1. Tout peut être surveillé sauf la vie privée
La loi "Informatique et Liberté" garantit la confidentialité des informations à caractère personnel :
« Le responsable du traitement doit mettre en œuvre les mesures techniques et d’organisation appropriées pour protéger les données à caractère personnel contre la destruction accidentelle ou illicite, la perte accidentelle, l’altération, la diffusion ou l’accès non autorisés, notamment lorsque le traitement comporte des transmissions de données dans un réseau, ainsi que contre toute autre forme de traitement illicite ».

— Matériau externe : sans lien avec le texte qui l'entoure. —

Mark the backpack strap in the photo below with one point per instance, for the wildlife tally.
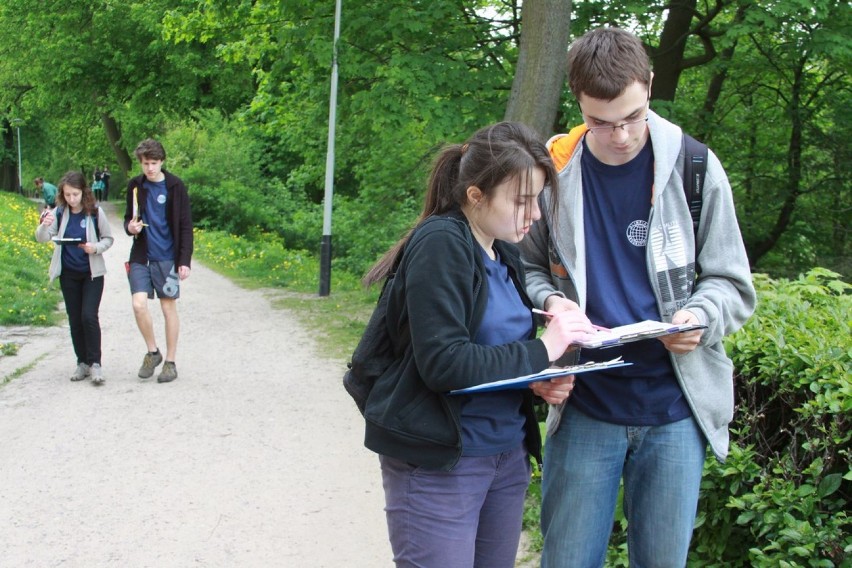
(97, 219)
(562, 146)
(694, 172)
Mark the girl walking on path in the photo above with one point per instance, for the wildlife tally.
(84, 234)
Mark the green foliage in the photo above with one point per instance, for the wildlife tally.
(262, 261)
(782, 496)
(25, 296)
(784, 492)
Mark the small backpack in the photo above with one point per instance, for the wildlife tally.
(92, 218)
(374, 353)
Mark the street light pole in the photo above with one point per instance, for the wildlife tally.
(17, 122)
(325, 247)
(20, 175)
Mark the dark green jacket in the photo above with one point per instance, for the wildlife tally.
(435, 308)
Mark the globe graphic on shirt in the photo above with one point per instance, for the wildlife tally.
(637, 233)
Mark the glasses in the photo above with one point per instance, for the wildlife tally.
(610, 130)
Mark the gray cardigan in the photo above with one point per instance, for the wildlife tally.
(722, 297)
(96, 260)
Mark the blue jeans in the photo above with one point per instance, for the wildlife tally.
(468, 517)
(584, 462)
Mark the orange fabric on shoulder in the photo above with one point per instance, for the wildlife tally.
(562, 146)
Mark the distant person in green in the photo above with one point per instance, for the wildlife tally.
(48, 191)
(158, 217)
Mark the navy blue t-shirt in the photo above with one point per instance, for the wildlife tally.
(74, 258)
(492, 422)
(616, 209)
(161, 244)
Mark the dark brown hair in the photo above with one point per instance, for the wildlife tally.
(491, 156)
(604, 62)
(150, 149)
(77, 180)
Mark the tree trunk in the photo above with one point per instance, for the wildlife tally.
(9, 164)
(668, 57)
(540, 73)
(794, 171)
(113, 133)
(714, 90)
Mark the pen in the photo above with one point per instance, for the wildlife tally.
(543, 313)
(550, 315)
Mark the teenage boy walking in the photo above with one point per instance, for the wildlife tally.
(158, 217)
(624, 250)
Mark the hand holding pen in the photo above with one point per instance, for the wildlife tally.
(552, 315)
(564, 329)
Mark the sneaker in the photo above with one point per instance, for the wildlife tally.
(97, 374)
(149, 363)
(168, 374)
(81, 372)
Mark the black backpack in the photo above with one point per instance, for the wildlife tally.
(694, 171)
(374, 353)
(94, 218)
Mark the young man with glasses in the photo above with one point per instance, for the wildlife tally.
(624, 251)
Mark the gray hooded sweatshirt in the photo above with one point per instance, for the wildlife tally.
(722, 297)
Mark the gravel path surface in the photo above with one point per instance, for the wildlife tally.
(253, 457)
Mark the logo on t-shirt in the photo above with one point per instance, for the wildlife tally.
(637, 233)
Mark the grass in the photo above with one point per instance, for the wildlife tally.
(25, 296)
(256, 263)
(263, 262)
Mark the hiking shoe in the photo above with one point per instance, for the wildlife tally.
(149, 363)
(96, 374)
(168, 374)
(81, 372)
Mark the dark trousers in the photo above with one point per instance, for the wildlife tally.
(82, 295)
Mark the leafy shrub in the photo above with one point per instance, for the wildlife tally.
(781, 498)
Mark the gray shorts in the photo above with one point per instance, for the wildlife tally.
(156, 275)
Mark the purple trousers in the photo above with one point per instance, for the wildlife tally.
(468, 517)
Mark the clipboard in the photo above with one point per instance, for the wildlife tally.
(647, 329)
(551, 373)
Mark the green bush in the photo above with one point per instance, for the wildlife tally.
(782, 496)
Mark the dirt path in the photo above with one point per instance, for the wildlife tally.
(252, 458)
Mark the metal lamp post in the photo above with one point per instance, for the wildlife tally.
(17, 122)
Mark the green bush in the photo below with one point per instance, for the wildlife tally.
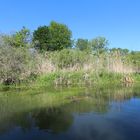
(15, 64)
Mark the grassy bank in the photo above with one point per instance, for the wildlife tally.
(82, 79)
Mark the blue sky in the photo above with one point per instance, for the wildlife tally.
(117, 20)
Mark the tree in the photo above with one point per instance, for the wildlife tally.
(99, 45)
(41, 38)
(82, 44)
(56, 36)
(18, 39)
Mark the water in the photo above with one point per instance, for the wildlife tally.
(70, 114)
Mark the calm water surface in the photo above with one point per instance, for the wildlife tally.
(102, 114)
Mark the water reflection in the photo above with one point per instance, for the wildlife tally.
(102, 113)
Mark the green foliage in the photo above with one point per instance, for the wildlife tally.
(98, 45)
(16, 64)
(18, 39)
(56, 36)
(82, 44)
(134, 57)
(41, 38)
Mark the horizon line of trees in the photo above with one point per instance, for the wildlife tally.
(55, 37)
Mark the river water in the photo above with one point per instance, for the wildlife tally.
(87, 114)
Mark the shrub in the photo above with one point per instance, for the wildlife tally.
(15, 64)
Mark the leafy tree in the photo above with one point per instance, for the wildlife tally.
(56, 36)
(82, 44)
(99, 45)
(18, 39)
(41, 38)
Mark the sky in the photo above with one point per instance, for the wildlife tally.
(116, 20)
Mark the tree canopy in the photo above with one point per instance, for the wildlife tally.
(56, 36)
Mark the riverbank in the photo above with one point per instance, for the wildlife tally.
(77, 79)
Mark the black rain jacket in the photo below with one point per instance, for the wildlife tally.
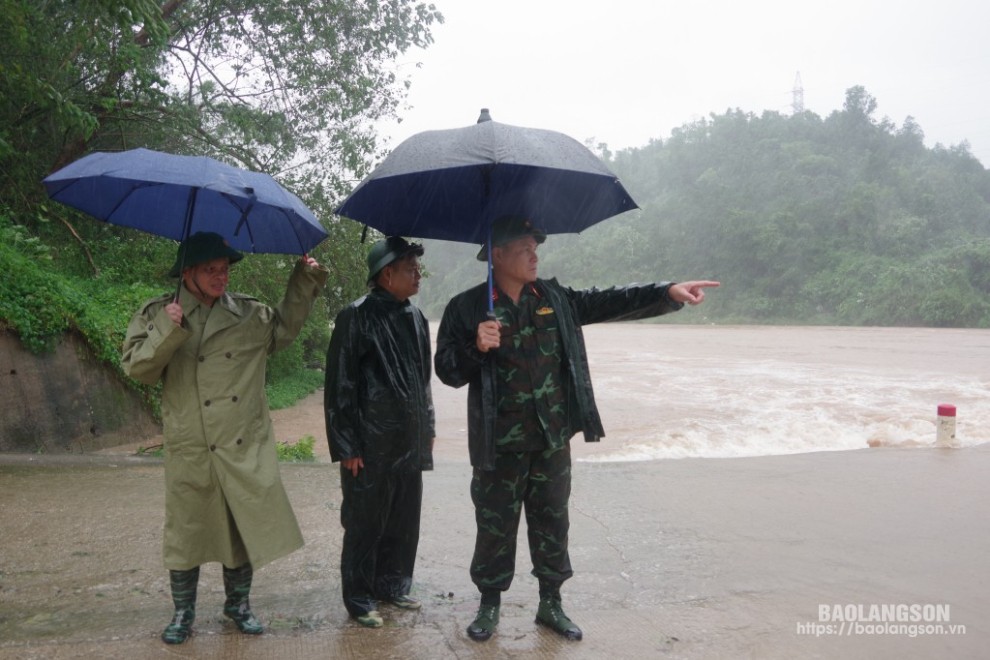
(459, 362)
(377, 397)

2. La cybersurveillance ne se fait pas sans déclaration préalable
En effet, toute surveillance du SI entrainant la surveillance des comportements des utilisateurs (firltrage d’URL par exemple) implique la déclaration préalable auprès de la CNIL et l’information des utilisateurs, notamment via une charte (mais la charte n’a pas de valeur juridique).
3. Il faut conserver toute trace de ce qui entre et sort du réseau
L’entreprise doit être en mesure de tracer les flux d’information qui entrent et sortent de son réseau. Soit pour des contraintes règelementaires, comme la traçabilité des informations financières pour les entreprises cotées (SOX ou LSF), soit pour prouver que la machine qui a servi de rebond pour une attaque a été préalablement piratée.
4. La sécurité informatique est sous la responsabilité du chef d’entreprise
Au même titre que la sécurité des locaux ou des personnes, la sécurité du SI est sous la responsabilité des gérants de l’entreprise, ce sont eux qui seront poursuivis en cas de violation de la loi. Cela signifie que c’est une préoccupation de Direction Générale que d’être en conformité avec la règlementation.